Here, too, the year has been tough. On April 28, Spain and Portugal experienced the largest power outage in their recent history. Internet traffic plummeted by 80 to 90 percent for more than 36 hours. Mobile networks shut down as backup batteries ran out. The Spanish economy suffered estimated losses of €1.6 billion. Three weeks later, on May 20, Spain was once again partially disconnected due to a failed Telefónica network upgrade. Madrid, Barcelona, ​​Valencia, Seville, and Bilbao reported massive outages. The 112 emergency number stopped working in many autonomous communities. "All services were restored, except for a couple," Telefónica's chief operating officer later said, with impressive nonchalance. Why do falls affect so many people?

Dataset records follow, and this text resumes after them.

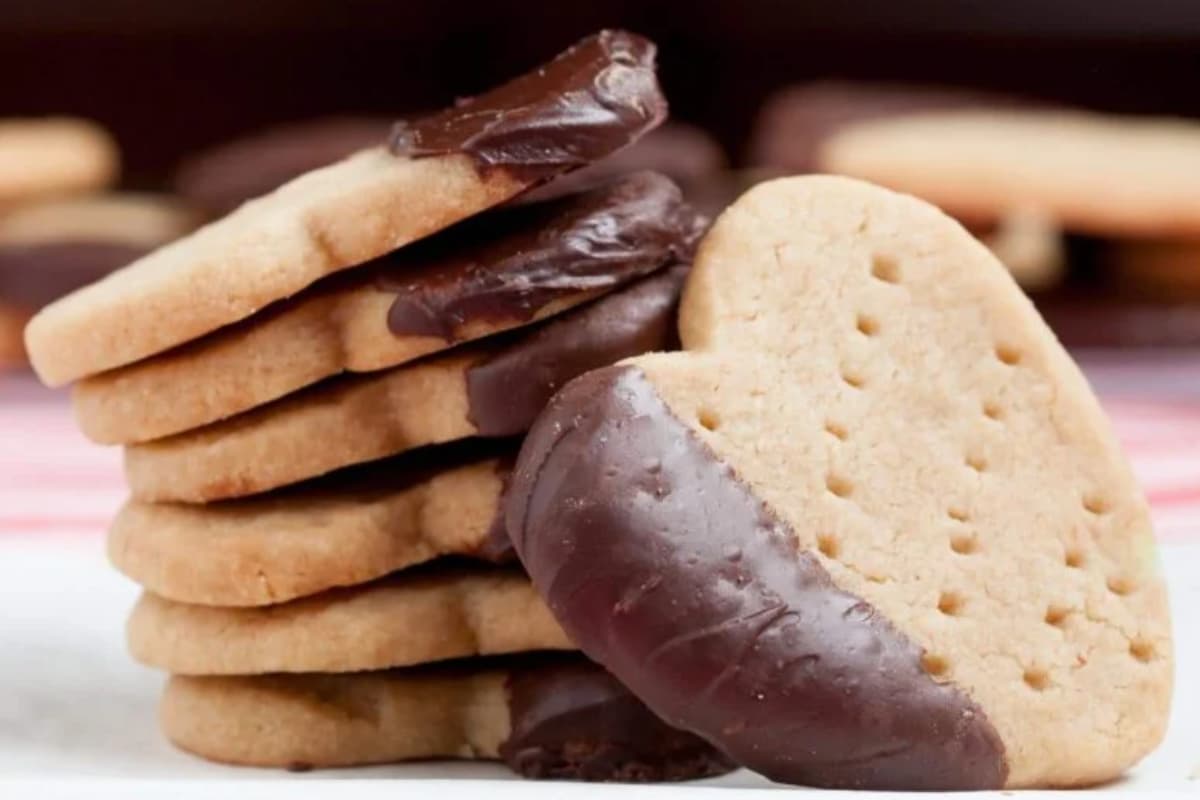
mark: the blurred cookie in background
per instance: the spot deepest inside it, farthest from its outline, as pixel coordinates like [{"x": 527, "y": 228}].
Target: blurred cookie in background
[
  {"x": 51, "y": 248},
  {"x": 1123, "y": 190},
  {"x": 796, "y": 125},
  {"x": 53, "y": 156},
  {"x": 222, "y": 178}
]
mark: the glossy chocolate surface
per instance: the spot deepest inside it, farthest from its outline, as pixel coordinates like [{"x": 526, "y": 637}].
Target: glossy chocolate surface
[
  {"x": 666, "y": 569},
  {"x": 592, "y": 100}
]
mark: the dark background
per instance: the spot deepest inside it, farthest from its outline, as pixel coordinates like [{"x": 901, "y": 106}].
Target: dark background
[{"x": 171, "y": 77}]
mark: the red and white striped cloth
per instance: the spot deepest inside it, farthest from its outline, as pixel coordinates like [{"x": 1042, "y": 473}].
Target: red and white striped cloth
[{"x": 53, "y": 481}]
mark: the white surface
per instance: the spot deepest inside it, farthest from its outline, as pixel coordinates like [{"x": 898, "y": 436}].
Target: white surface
[{"x": 73, "y": 705}]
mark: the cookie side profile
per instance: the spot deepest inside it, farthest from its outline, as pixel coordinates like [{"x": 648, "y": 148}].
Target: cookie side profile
[
  {"x": 351, "y": 528},
  {"x": 977, "y": 164},
  {"x": 496, "y": 272},
  {"x": 402, "y": 620},
  {"x": 545, "y": 717},
  {"x": 489, "y": 390},
  {"x": 592, "y": 100},
  {"x": 870, "y": 528}
]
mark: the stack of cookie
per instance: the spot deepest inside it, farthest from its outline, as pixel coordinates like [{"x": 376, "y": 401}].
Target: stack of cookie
[
  {"x": 1122, "y": 190},
  {"x": 317, "y": 545},
  {"x": 57, "y": 233}
]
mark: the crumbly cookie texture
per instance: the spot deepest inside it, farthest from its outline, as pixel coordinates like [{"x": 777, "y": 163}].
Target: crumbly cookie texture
[
  {"x": 305, "y": 721},
  {"x": 397, "y": 621},
  {"x": 269, "y": 248},
  {"x": 307, "y": 539},
  {"x": 895, "y": 420},
  {"x": 979, "y": 164},
  {"x": 127, "y": 218},
  {"x": 53, "y": 156}
]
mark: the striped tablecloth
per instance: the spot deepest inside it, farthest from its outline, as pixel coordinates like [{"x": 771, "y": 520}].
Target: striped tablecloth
[{"x": 54, "y": 481}]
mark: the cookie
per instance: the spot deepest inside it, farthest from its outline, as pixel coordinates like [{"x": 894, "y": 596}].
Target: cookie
[
  {"x": 222, "y": 178},
  {"x": 53, "y": 156},
  {"x": 491, "y": 274},
  {"x": 1105, "y": 175},
  {"x": 544, "y": 717},
  {"x": 349, "y": 528},
  {"x": 870, "y": 528},
  {"x": 793, "y": 122},
  {"x": 489, "y": 390},
  {"x": 407, "y": 619},
  {"x": 592, "y": 100},
  {"x": 54, "y": 247}
]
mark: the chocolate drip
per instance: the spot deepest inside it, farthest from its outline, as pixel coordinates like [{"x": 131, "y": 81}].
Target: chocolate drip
[
  {"x": 573, "y": 720},
  {"x": 588, "y": 102},
  {"x": 510, "y": 264},
  {"x": 35, "y": 275},
  {"x": 664, "y": 566},
  {"x": 507, "y": 391}
]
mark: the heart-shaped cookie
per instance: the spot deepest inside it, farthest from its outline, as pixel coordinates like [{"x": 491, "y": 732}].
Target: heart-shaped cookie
[{"x": 871, "y": 528}]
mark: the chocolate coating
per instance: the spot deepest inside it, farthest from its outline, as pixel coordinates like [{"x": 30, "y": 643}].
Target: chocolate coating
[
  {"x": 589, "y": 101},
  {"x": 510, "y": 264},
  {"x": 35, "y": 275},
  {"x": 508, "y": 390},
  {"x": 665, "y": 567},
  {"x": 221, "y": 179},
  {"x": 573, "y": 720}
]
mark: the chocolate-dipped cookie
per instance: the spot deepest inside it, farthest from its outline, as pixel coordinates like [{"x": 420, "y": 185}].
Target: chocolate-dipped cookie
[
  {"x": 490, "y": 389},
  {"x": 545, "y": 717},
  {"x": 588, "y": 102},
  {"x": 870, "y": 528},
  {"x": 495, "y": 272}
]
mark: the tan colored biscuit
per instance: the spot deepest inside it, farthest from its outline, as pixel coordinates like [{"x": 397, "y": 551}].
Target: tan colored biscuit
[
  {"x": 1093, "y": 173},
  {"x": 269, "y": 248},
  {"x": 491, "y": 389},
  {"x": 129, "y": 218},
  {"x": 12, "y": 347},
  {"x": 947, "y": 461},
  {"x": 337, "y": 720},
  {"x": 53, "y": 156},
  {"x": 402, "y": 620},
  {"x": 360, "y": 525},
  {"x": 544, "y": 715}
]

The answer is as simple as it is worrying: the internet is far more centralized than we'd like to believe. Companies like AWS, Cloudflare, Microsoft Azure, and Google Cloud dominate the market. When one of them goes down, it drags down thousands of applications that depend on it. AWS holds approximately 32% of the global cloud computing market. When its service goes down, platforms like Netflix, Spotify, and Roblox become inaccessible. The October incident affected Delta, preventing passengers from checking in. Cloudflare, for its part, provides services to millions of websites. When its systems fail, completely unrelated websites disappear simultaneously. To detect these outages, several distributed monitoring systems are combined. Platforms like ThousandEyes and Catchpoint use thousands of global monitoring points that analyze billions of measurements daily using protocols such as BGP (Border Gateway Protocol) and DNS. When anomalous changes occur in BGP routes, the systems can detect outages in a matter of minutes. DownDetector, owned by Ookla, takes a different approach: it aggregates notifications from affected users. It's less technically precise, but very effective at gauging the real impact. When a massive outage is detected, a race against time begins. Engineers must first identify the cause of the problem in immensely complex systems. Modern enterprises use systems to revert the most recent changes. It took Cloudflare more than five hours because the corrected configuration had to be propagated across all its global data centers. In the event of power failures, recovery is slower and more physical. Operators must restore node by node, antenna by antenna. Backup batteries provide approximately eight hours of autonomy, but this falls short during prolonged outages. The lessons of 2025

This year has taught us that perhaps we should reconsider our blind faith in the cloud. US Senator Elizabeth Warren summed it up after the AWS incident: "If one company can break the entire internet, it's too big. Period." We've also learned that human error is inevitable, but recovery systems are far too slow. When a misconfiguration can leave millions of users without service for hours, we need to rethink how we deploy updates to critical infrastructure.

Cargando
No hay anuncios

We've discovered that the promise of a distributed internet architecture is more of a marketing slogan than a reality. Three or four companies control the essential infrastructure of the global network. Automation, which was sold to us as the solution to human error, has become an error amplifier that propagates failures at the speed of light through thousands of servers before any human can say, "Hey, wall machines."

2025 isn't over yet, but it has already been eloquent enough. The internet is incredibly useful when it works, but catastrophically useless when it doesn't. And it's becoming increasingly controlled by fewer and fewer people. How convenient.